A quote from the aforementioned Ashes to Ashes:
Artificial intelligence.
Sounds like something froma science fiction movie? Sure, but it is also military-industrial jargon that you might encounter any Sunday in the L.A. Times classifieds under “Scientific Help Wanted.” Artificial intelligence is the newest of the growth and glamour technological pursuits of our spave-ages society–mostly in military applications at the present state of development, but it has already crept into various private enterprises. The very term implies that more is under contemplation than mere data-mashing, which is mainly what a computer does; it suggests some sort of silcone brain that can reason both deductively and inductively, make decisions and execute them–the real-life equivalent of the old (ten years ago, I guess, is old by present standards) science fiction themes concerning the domination of mankind by monster computers.
But I digress.
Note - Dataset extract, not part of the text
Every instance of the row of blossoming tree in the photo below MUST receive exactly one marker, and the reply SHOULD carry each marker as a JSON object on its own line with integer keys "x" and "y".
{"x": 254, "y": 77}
I was trying to make the point that our highly complex society of today is being managed, in most parts that really count, by computer technology and “artificial intelligence.” A lot of the chaos that erupts in our personal lives, and in our personal interactions with a computer-managed society, is caused when an individual or action does not match some mathematical model that is attempting to orchestrate the social conventions in a given sphere of activity.
It sounds like he’s lamenting the state of the Internet today.
But he published it in 1986, before the Internet was widely adopted.